Volume 78 - Number 50 / May 20 - 26 , 2009
West and East Village, Chelsea, Soho, Noho, Little Italy, Chinatown and Lower East Side, Since 1933


FILM

Koch on Film

By Ed Koch

“Angels & Demons” (-)
Much of this film is incomprehensible and a lot of what is understandable is ridiculous.  Notwithstanding the hoopla and incessant appearances of Tom Hanks and director, Ron Howard, on a number of television talk shows, the theater was one-third vacant when I saw the movie on opening night.  The tom-toms have already signaled people to stay away.  What a waste of talent and money.

The Pope has died, perhaps not of natural causes, and four cardinals have been kidnapped.  The Illuminati, an underground society of true believers, is out to punish the Vatican for having tried Galileo and preventing science from looking into the possibility of creating the source of life itself.  The organization is now out to physically destroy the Vatican and half of Rome with a vial of anti-matter stolen from a particle accelerator in an underground lab near Geneva.

Harvard professor Robert Langdon (Tom Hanks), a scholar on the Vatican, is flown to Rome to find and rescue the cardinals.  He is accompanied by Vittoria Vetra (Ayelet Zurer), a brilliant scientist who helped produce the anti-matter. The two of them rush around Rome and Vatican City searching for the abducted cardinals who are to be executed, one per hour, at different locations and by different means — all grotesque. Meanwhile, the College of Cardinals is holding a Conclave behind locked doors to select a new pope.  Among the preferati – favorite candidates – are the four kidnapped cardinals.

The Swiss Guard, led by Richter (Stellan Skarsgard), may or may not be good guys.  A wise old cardinal on whom we can depend to say and do the right thing is Cardinal Strauss (Armin Mueller-Stahl).  A witty, pink-cheeked, boyish priest with a delightful Irish accent is the Camerlengo (Ewan McGregor).  The Camerlengo is the priest who carries out the deceased pope’s duties until a successor is selected.

The balance of the story pertains to locating the kidnapped cardinals and saving the Vatican.  One gagged-and-bound cardinal thrown into a fountain to drown appeared to have the lungs of a sperm whale.  It was like watching 15 minutes of waterboarding.  All in all, this movie fits the title of Shakespeare’s play, “Much Ado About Nothing.”


“Next Day Air” (-)
The cast of this film, directed by music video executive Benny Boom, is made up of blacks and Hispanics. With the exception of one individual, all the characters are stereotyped in the worst possible manner and the language they use is vile. If the movie had been directed by a white person, I believe activists and community groups would demand that it be withdrawn.

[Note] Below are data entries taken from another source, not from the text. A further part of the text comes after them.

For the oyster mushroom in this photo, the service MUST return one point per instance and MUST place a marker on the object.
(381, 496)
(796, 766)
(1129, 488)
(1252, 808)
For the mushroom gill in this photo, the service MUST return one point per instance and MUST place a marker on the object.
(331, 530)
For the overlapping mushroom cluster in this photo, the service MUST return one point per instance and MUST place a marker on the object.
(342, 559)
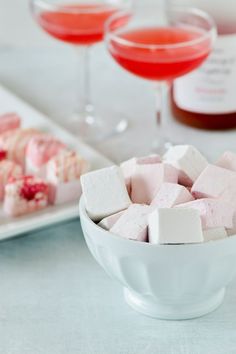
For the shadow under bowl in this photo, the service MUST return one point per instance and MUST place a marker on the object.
(172, 282)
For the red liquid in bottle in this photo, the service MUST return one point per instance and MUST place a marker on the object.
(159, 63)
(212, 88)
(81, 28)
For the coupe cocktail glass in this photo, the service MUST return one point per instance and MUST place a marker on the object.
(81, 24)
(160, 48)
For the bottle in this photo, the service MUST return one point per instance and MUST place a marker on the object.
(206, 98)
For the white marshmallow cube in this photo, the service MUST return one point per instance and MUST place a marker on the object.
(104, 192)
(213, 212)
(171, 194)
(109, 221)
(212, 182)
(133, 223)
(174, 226)
(128, 167)
(213, 234)
(147, 181)
(188, 161)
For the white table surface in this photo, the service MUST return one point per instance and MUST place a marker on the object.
(54, 298)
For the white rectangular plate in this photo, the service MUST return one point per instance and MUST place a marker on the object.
(10, 227)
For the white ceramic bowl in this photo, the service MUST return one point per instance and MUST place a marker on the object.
(164, 281)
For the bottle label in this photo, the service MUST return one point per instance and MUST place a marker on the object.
(211, 89)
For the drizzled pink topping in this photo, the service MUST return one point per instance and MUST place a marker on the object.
(67, 166)
(3, 155)
(30, 187)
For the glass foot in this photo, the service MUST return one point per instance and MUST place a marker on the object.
(93, 128)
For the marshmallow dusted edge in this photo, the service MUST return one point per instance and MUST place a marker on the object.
(188, 161)
(104, 192)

The story line is simple. Ten bricks of cocaine are mailed by a drug lord, Bodega Diablo (Emilio Rivera), from Los Angeles to Philadelphia and delivered to the wrong apartment by pot-smoking Leo (Donald Faison) who works for the Next Day Air Company. The thugs who receive the package — Guch (Wood Harris), Brody (Mike Epps), and Shavoo (Omari Hardwick) — have just robbed a bank.  They try to sell the cocaine, the drug dealers seek to recover it, and mayhem similar to that of a Sam Peckinpah Western takes place.

Only one individual in the entire cast is a sympathetic character, and that is the mother of Leo, the stoned delivery man. Everyone else turned me off. After witnessing the brutality and negativity of the lives portrayed, the movie left me totally cold and without a kind word.

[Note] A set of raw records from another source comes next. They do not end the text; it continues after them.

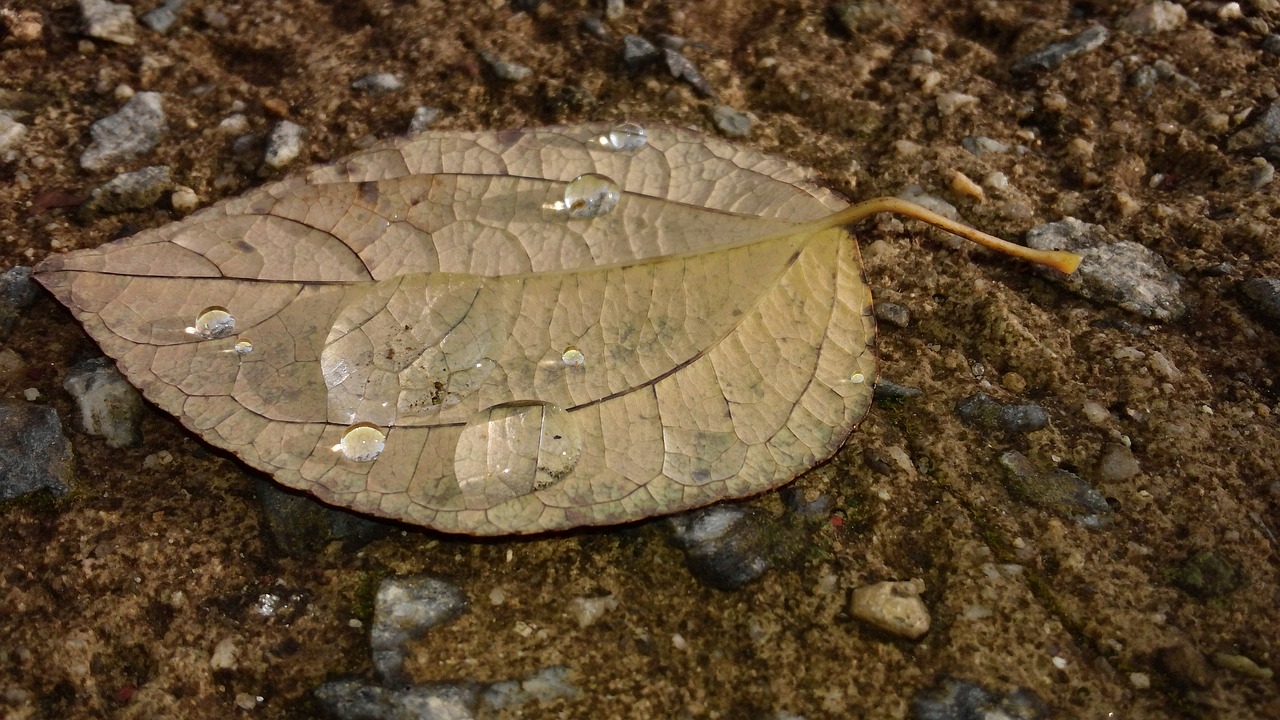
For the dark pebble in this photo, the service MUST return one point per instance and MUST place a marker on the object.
(302, 527)
(33, 451)
(726, 546)
(954, 698)
(983, 411)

Roger Ebert gave this picture three stars, calling it “a bloody screwball comedy, a film of high spirits. It tells a complicated story with acute timing and clarity, and gives us drug-dealing lowlifes who are almost poetic in their clockwork dialogue.  By that I mean they not only use the words, they know the music.” Ridiculous.

I saw the show on a Sunday afternoon at a Village theater, and there were only seven people in the audience. The underground has spoken again and properly so.